WEDNESDAY, Feb. 23 (HealthDay News) -- How quickly and smoothly
people move on from a lover's quarrel has a lot to do with the
relationships each partner had in earliest childhood with the
people who raised them, new research reveals.
The finding stems from the the University of Minnesota's ongoing
tracking of a group of people that began in the mid-1970s, before
the study participants were even born.
Doctoral candidate Jessica E. Salvatore and a team of
researchers from the University of Minnesota report their
observations in the current issue of
Psychological Science.
The authors explain that when the study participants reached the
age of 20, each was asked to enlist his or her romantic partner in
a discussion exercise in which they were first instructed to launch
a topic of conversation about an issue on which there was
disagreement.
The resulting quarrel was then followed by a second discussion
of a subject on which the partners saw eye to eye. This discourse
was viewed as a "cool-down" period, designed to transition away
from the previous conflict.
However, Salvatore and her co-authors noticed that not all
cool-downs transpired with equal ease. In some cases, the partners
were able to quickly leave their fight behind; in others, one or
both partners were unable to let go of the previous conflict.
A subsequent look at each partner's early childhood background
(between the ages of 1 and 18 months) unearthed a connection
between the quality of their early connection to their caregivers
and their ability to move on from conflict as adults.
Specifically, those who had more so-called "secure" attachments
to their childhood caregivers seemed to have less of a problem
dealing with conflict in the present. In other words, caregivers
who had more success regulating the negative emotions of their
young wards instilled them with better coping skills for dealing
with negative emotions as adults.
That said, the authors noted that those with saddled with a
less-than-idyllic past are not necessarily doomed to live out a
contentious present.
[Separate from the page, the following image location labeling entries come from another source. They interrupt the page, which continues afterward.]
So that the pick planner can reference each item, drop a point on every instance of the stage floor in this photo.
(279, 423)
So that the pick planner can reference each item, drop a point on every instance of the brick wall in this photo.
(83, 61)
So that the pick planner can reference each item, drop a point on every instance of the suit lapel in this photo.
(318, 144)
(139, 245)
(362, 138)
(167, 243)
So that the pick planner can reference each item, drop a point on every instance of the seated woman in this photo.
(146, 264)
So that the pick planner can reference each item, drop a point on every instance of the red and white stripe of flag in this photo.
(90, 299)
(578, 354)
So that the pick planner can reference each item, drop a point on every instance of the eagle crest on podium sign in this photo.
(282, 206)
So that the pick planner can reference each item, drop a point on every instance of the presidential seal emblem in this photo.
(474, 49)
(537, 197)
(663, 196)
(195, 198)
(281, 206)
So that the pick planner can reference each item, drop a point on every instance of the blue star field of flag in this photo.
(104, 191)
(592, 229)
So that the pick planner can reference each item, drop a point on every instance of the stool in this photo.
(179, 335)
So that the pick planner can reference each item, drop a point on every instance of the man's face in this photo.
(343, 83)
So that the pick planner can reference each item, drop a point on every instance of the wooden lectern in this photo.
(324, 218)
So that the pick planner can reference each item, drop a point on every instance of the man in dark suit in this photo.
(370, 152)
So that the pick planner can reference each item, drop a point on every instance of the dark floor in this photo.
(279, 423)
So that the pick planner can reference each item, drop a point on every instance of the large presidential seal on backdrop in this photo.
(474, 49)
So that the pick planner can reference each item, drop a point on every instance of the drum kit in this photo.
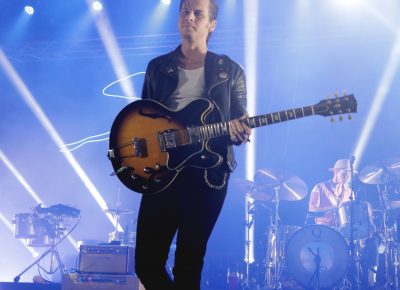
(46, 227)
(317, 256)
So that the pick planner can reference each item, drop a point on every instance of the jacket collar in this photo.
(216, 67)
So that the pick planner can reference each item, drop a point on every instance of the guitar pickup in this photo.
(140, 147)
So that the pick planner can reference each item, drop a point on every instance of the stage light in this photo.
(97, 6)
(251, 33)
(29, 10)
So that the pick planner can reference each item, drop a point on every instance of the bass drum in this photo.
(302, 252)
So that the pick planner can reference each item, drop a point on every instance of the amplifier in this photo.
(107, 259)
(77, 281)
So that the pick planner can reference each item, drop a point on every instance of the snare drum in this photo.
(301, 254)
(363, 224)
(39, 241)
(26, 226)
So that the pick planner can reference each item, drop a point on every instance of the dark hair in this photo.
(213, 9)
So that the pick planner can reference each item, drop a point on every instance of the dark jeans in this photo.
(188, 207)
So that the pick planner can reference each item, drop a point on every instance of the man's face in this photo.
(194, 20)
(342, 176)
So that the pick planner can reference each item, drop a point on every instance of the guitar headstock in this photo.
(346, 104)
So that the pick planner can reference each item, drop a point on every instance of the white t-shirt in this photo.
(190, 87)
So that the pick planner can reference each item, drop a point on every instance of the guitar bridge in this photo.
(140, 147)
(167, 140)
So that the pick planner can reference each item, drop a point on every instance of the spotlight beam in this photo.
(251, 33)
(107, 36)
(388, 76)
(47, 125)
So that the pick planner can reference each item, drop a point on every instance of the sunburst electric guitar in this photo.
(150, 144)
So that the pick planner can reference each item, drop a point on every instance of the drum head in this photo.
(301, 259)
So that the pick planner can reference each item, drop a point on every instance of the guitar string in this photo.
(211, 131)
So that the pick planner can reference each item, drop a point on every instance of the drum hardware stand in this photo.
(317, 259)
(273, 276)
(54, 254)
(249, 223)
(391, 279)
(353, 280)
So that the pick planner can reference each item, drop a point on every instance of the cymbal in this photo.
(381, 172)
(243, 185)
(289, 186)
(118, 211)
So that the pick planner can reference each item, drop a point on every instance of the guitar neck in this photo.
(277, 117)
(210, 131)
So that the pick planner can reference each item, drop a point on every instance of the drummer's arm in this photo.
(314, 204)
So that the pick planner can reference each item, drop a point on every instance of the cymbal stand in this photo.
(391, 277)
(353, 280)
(248, 224)
(274, 257)
(52, 251)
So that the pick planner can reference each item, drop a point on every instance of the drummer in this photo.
(328, 195)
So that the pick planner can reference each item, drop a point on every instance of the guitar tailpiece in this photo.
(209, 184)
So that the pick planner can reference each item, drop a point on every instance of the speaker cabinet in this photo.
(107, 259)
(100, 282)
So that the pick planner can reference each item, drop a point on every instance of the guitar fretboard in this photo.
(206, 132)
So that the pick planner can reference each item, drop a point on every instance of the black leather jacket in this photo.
(225, 86)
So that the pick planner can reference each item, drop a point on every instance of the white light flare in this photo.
(107, 36)
(389, 74)
(97, 6)
(251, 34)
(47, 125)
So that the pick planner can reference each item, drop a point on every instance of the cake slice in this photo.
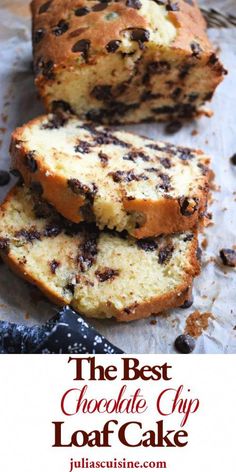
(124, 61)
(101, 274)
(117, 179)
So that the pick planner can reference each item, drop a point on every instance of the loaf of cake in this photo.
(123, 61)
(101, 274)
(117, 179)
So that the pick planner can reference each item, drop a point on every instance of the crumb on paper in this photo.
(197, 322)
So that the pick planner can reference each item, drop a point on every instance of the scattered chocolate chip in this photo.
(185, 344)
(196, 49)
(165, 254)
(165, 162)
(60, 28)
(54, 265)
(82, 11)
(127, 176)
(16, 173)
(81, 189)
(4, 245)
(188, 206)
(45, 7)
(88, 251)
(30, 161)
(173, 127)
(52, 230)
(187, 303)
(171, 6)
(136, 4)
(102, 92)
(28, 234)
(103, 158)
(38, 35)
(4, 178)
(113, 45)
(233, 160)
(36, 188)
(61, 106)
(139, 34)
(228, 257)
(147, 244)
(83, 46)
(106, 274)
(83, 147)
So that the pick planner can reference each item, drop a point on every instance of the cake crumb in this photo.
(197, 322)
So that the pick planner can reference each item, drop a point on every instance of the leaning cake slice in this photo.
(117, 179)
(124, 61)
(101, 274)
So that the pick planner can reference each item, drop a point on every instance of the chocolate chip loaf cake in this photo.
(101, 274)
(123, 61)
(117, 179)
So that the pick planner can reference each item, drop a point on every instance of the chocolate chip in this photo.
(28, 234)
(113, 45)
(60, 28)
(187, 303)
(228, 257)
(102, 92)
(136, 4)
(45, 7)
(83, 46)
(30, 161)
(4, 178)
(4, 245)
(61, 105)
(82, 11)
(188, 206)
(134, 155)
(171, 6)
(52, 230)
(233, 160)
(106, 274)
(185, 344)
(88, 251)
(147, 245)
(139, 34)
(83, 147)
(165, 162)
(103, 158)
(127, 176)
(36, 188)
(38, 35)
(196, 49)
(54, 265)
(165, 254)
(173, 127)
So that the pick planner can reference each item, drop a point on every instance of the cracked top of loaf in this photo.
(77, 30)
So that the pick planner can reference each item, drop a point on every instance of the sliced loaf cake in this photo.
(117, 179)
(124, 61)
(101, 274)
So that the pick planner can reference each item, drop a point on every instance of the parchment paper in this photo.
(215, 288)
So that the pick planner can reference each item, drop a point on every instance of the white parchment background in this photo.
(215, 289)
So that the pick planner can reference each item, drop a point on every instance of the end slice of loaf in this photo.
(117, 179)
(101, 274)
(124, 61)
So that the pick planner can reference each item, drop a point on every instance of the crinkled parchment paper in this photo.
(215, 288)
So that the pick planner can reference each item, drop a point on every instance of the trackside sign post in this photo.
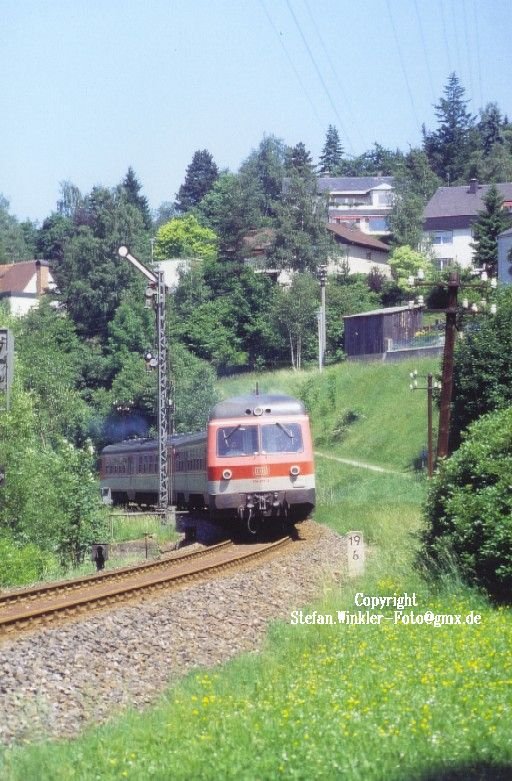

Their suggestion: when it comes to
compensating for an emotionally negative childhood, marry up --
emotionally.
"We found that people who were insecurely attached as infants but whose adult romantic partners recover well from conflict are likely to stay together," Salvatore noted. "If one person can lead this process of recovering from conflict, it may buffer the other person and the relationship."
"That, to us, was the most exciting finding," he added. "There's something about the important people later in our lives that changes the consequences of what happened earlier."
More information
For more on conflict resolution, visit
helpguide.org.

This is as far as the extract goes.